Notes de Prod. : L'âge des ténèbres

    en DVD le 01 Avril 2008

Entretien avec Denys Arcand

D’où vous est venue l’idée pour L’âge Des Ténèbres ?
Grâce au succès des Invasions Barbares, j’ai passé un an à faire le tour du monde pour me faire interviewer. Ça a duré un an entre Cannes et les Oscars l’année suivante. Au bout de trois mois, je me disais, « Est-ce qu’il y a quelqu’un qui aimerait être à ma place ? » Et je me suis mis à imaginer un type qui n’est jamais apparu à la télévision, personne ne lui a jamais tendu un micro. Il rêve d’être interviewé, il rêve de rencontrer des stars de cinéma, et de donner son avis sur l’état de la société.
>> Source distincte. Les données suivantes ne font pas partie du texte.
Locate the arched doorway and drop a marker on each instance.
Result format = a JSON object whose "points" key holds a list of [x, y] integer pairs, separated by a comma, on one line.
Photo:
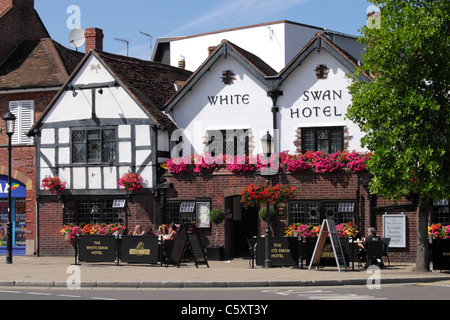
{"points": [[244, 226]]}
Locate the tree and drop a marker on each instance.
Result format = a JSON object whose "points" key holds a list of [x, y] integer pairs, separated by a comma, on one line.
{"points": [[404, 112]]}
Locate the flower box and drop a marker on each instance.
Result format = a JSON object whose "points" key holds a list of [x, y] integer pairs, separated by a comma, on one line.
{"points": [[440, 253]]}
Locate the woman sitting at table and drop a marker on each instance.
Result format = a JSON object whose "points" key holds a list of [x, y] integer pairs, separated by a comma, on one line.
{"points": [[372, 236], [163, 232], [172, 232], [138, 231]]}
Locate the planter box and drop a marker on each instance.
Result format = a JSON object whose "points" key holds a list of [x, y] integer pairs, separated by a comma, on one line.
{"points": [[440, 252], [215, 253]]}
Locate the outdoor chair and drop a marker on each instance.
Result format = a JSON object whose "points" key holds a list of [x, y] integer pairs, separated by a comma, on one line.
{"points": [[386, 242], [374, 253]]}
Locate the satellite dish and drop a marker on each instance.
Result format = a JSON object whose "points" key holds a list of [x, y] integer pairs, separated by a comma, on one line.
{"points": [[76, 38]]}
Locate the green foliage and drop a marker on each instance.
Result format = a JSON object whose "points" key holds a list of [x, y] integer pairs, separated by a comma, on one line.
{"points": [[216, 216], [404, 112]]}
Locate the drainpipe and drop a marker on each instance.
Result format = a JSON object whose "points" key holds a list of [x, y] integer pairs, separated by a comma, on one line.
{"points": [[274, 95]]}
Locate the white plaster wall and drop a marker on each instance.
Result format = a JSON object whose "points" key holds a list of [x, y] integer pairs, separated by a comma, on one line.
{"points": [[110, 177], [94, 178], [197, 115], [266, 41], [114, 103], [79, 178]]}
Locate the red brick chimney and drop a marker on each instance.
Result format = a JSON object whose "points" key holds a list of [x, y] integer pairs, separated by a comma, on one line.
{"points": [[5, 4], [211, 50], [94, 39]]}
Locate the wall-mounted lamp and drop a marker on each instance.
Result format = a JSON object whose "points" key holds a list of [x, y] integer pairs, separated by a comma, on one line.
{"points": [[266, 141], [10, 120]]}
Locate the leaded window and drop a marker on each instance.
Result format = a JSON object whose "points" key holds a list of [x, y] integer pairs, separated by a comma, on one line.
{"points": [[94, 146], [93, 211], [313, 212]]}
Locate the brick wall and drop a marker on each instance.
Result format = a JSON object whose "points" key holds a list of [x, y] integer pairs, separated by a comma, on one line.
{"points": [[144, 209], [310, 186], [24, 156]]}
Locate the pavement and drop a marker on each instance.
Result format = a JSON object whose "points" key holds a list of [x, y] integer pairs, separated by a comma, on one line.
{"points": [[30, 271]]}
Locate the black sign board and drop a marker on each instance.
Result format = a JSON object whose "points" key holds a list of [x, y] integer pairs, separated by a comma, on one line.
{"points": [[179, 248], [440, 250], [188, 237], [97, 248], [284, 251], [328, 228], [139, 249]]}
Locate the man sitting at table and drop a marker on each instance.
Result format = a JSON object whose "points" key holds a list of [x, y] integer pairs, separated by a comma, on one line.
{"points": [[372, 236]]}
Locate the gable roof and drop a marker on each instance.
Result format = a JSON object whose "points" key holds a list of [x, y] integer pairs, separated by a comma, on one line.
{"points": [[255, 65], [319, 42], [149, 83], [31, 59]]}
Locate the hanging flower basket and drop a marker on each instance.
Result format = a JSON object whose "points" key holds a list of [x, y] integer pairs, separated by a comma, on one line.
{"points": [[131, 182], [54, 185]]}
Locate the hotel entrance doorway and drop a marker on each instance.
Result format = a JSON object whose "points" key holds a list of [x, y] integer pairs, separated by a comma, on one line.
{"points": [[244, 226]]}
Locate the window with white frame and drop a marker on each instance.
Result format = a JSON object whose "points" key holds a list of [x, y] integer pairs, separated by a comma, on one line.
{"points": [[24, 112], [94, 146]]}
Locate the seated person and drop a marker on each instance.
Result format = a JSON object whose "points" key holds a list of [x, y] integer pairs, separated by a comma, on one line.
{"points": [[138, 231], [163, 232], [372, 236], [172, 232]]}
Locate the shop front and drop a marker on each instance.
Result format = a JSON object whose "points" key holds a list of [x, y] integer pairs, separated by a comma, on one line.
{"points": [[18, 215]]}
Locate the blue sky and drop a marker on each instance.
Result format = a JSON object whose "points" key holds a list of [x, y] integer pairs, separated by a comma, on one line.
{"points": [[126, 19]]}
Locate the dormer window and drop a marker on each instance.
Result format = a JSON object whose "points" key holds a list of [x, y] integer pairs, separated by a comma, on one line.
{"points": [[228, 77], [321, 71]]}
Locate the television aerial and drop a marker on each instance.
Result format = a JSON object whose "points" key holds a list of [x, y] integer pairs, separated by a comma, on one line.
{"points": [[76, 38]]}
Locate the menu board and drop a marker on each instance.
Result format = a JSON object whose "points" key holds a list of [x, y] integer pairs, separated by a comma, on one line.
{"points": [[203, 215], [394, 227]]}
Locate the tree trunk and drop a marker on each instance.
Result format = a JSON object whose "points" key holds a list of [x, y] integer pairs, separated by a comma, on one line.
{"points": [[422, 260]]}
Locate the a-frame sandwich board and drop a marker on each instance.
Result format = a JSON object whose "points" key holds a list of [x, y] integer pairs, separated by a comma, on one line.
{"points": [[328, 228]]}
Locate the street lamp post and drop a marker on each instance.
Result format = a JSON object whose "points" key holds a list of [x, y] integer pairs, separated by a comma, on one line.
{"points": [[267, 149], [10, 120]]}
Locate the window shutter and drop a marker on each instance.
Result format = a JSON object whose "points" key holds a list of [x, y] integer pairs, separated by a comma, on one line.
{"points": [[15, 110], [24, 112]]}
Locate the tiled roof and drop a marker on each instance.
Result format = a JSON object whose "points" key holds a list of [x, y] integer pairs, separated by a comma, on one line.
{"points": [[150, 83], [254, 64], [38, 64], [254, 60]]}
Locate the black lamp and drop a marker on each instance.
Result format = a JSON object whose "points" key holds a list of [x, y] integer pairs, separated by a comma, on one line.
{"points": [[10, 121], [266, 141]]}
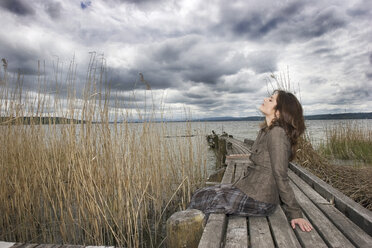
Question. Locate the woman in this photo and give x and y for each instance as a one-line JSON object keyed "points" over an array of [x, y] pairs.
{"points": [[265, 184]]}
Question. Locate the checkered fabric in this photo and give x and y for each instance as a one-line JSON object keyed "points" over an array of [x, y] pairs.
{"points": [[227, 199]]}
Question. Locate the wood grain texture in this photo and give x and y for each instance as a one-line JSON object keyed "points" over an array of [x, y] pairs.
{"points": [[214, 231], [283, 234], [326, 229], [259, 233]]}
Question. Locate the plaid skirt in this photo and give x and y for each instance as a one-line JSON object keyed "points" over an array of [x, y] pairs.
{"points": [[227, 199]]}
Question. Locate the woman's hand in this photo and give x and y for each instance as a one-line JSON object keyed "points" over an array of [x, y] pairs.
{"points": [[302, 223]]}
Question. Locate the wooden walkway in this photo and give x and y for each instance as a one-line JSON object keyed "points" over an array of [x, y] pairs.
{"points": [[22, 245], [332, 228], [337, 220]]}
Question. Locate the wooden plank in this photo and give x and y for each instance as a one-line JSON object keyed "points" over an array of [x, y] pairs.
{"points": [[48, 246], [259, 233], [24, 245], [355, 212], [214, 231], [282, 232], [327, 230], [353, 232], [237, 232], [240, 168], [72, 246], [6, 244]]}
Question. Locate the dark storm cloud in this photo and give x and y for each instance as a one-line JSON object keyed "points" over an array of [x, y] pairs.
{"points": [[325, 21], [258, 24], [251, 21], [360, 9], [18, 7], [263, 61], [317, 80], [53, 9], [172, 63], [353, 94], [85, 4], [294, 21], [20, 59]]}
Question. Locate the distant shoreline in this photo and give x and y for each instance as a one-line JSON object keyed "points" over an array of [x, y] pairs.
{"points": [[61, 120], [343, 116]]}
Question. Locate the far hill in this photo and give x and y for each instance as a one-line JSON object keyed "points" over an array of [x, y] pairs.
{"points": [[344, 116], [37, 120]]}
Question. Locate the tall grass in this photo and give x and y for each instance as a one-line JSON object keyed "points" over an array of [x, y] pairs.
{"points": [[92, 183], [348, 141]]}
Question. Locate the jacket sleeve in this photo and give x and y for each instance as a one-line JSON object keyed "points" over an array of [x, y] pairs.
{"points": [[279, 150]]}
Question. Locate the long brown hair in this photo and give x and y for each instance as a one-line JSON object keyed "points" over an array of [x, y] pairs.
{"points": [[291, 118]]}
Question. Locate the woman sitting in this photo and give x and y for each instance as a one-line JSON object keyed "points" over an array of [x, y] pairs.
{"points": [[265, 184]]}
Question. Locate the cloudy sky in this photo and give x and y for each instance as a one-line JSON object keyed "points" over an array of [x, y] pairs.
{"points": [[211, 57]]}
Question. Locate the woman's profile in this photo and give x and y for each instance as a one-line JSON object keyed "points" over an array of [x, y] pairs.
{"points": [[265, 184]]}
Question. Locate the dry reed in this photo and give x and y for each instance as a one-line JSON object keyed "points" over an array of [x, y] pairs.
{"points": [[92, 183]]}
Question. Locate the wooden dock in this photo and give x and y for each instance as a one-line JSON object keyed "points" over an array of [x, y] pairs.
{"points": [[338, 221], [22, 245]]}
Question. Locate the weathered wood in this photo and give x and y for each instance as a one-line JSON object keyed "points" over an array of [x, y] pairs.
{"points": [[214, 231], [326, 229], [72, 246], [237, 232], [229, 173], [217, 176], [52, 246], [185, 228], [283, 234], [6, 244], [353, 232], [24, 245], [259, 233], [355, 212]]}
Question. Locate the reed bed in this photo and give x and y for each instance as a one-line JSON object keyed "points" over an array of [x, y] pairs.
{"points": [[348, 141], [353, 181], [93, 182]]}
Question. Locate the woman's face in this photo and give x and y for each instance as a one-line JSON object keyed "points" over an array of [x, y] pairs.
{"points": [[268, 106]]}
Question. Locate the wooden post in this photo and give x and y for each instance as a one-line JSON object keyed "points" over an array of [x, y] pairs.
{"points": [[185, 228]]}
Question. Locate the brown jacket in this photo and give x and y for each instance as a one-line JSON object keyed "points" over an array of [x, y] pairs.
{"points": [[266, 179]]}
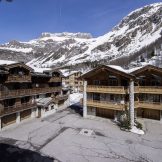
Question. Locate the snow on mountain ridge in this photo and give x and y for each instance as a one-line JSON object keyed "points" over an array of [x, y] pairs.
{"points": [[135, 32]]}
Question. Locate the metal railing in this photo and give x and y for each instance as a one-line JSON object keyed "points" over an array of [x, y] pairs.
{"points": [[15, 108], [106, 104], [26, 92]]}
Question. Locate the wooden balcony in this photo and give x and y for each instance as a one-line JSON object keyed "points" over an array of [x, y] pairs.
{"points": [[105, 105], [55, 79], [27, 92], [18, 78], [16, 108], [148, 89], [148, 105], [106, 89], [60, 98]]}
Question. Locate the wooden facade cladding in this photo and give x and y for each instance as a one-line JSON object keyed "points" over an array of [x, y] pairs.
{"points": [[148, 105], [106, 105], [107, 89], [13, 109], [18, 78], [60, 98], [148, 89], [27, 92], [123, 90], [55, 79]]}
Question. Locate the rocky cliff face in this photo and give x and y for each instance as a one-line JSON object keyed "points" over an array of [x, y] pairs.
{"points": [[133, 38]]}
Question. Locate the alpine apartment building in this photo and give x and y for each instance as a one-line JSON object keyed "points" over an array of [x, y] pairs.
{"points": [[110, 90], [72, 81], [25, 93]]}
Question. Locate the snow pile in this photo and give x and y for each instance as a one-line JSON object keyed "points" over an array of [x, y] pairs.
{"points": [[75, 98], [137, 131], [24, 50], [6, 62]]}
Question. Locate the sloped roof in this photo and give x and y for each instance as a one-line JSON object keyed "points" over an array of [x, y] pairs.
{"points": [[115, 69], [147, 67]]}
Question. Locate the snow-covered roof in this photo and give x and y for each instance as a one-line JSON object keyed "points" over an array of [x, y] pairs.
{"points": [[67, 73], [128, 71], [6, 62]]}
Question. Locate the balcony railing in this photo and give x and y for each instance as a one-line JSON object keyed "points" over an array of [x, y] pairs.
{"points": [[105, 105], [60, 98], [148, 105], [19, 78], [55, 79], [106, 89], [27, 92], [15, 108], [123, 90], [148, 89]]}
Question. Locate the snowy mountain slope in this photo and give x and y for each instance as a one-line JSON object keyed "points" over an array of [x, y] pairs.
{"points": [[136, 34]]}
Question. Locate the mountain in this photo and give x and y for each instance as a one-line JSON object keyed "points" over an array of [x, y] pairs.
{"points": [[131, 42]]}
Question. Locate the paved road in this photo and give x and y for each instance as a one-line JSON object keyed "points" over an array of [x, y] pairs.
{"points": [[58, 136]]}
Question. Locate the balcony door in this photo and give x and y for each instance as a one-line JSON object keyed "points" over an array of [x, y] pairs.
{"points": [[96, 96]]}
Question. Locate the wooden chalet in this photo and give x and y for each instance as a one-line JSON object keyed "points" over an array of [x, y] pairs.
{"points": [[21, 86], [110, 90]]}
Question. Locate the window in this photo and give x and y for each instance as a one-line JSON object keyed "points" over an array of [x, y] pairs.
{"points": [[112, 97], [96, 82]]}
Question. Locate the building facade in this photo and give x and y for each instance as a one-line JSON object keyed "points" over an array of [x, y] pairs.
{"points": [[110, 90], [21, 89], [72, 81]]}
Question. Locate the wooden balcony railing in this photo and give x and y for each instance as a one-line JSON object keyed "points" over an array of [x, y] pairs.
{"points": [[55, 79], [148, 105], [106, 89], [123, 90], [60, 98], [27, 92], [14, 109], [105, 105], [19, 78], [148, 89]]}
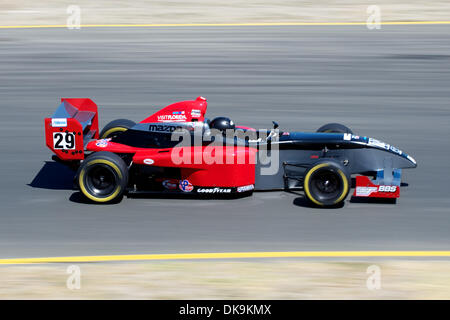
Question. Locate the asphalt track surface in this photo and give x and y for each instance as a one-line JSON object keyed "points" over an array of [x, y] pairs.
{"points": [[392, 84]]}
Et c’est ainsi que Jean-Marc Leblanc est né. Avez-vous écrit le rôle pour Marc Labrèche ?
Je ne connaissais pas Marc personnellement, mais il est célébrissime au Québec. On a passé une journée ensemble sur un autre projet juste avant que je ne commence à écrire, et je m’apercevais que les mêmes choses nous faisaient rire. En plus, il avait l’âge, il avait l’air de Monsieur Tout-le-monde, mais le plus important c’est l’entente entre nous. Mon défi, c’était : comment cet homme ordinaire va s’en sortir, quelles solutions je vais trouver pour lui ?

Vous servez-vous de vos films pour donner un « avis sur l’état de la société» ?
ll y a un merveilleux dicton hollywoodien qui dit « Si vous avez un message à envoyer, appelez Western Union. » Ce n’est pas que j’ai rien à dire sur la société, mais je raconte une histoire.
Cette histoire a des côtés symboliques, certes, mais ce n’est pas un film à message. Je serais incapable de faire une tragédie d’un bout à l’autre, et je serais incapable de faire juste une comédie. Mes films oscillent toujours entre le comique, le grotesque, le tragique, le mélo... C’est pour ça que je fais des films et que je ne suis pas un militant politique, parce que j’ai tendance à voir des avantages à la position adverse.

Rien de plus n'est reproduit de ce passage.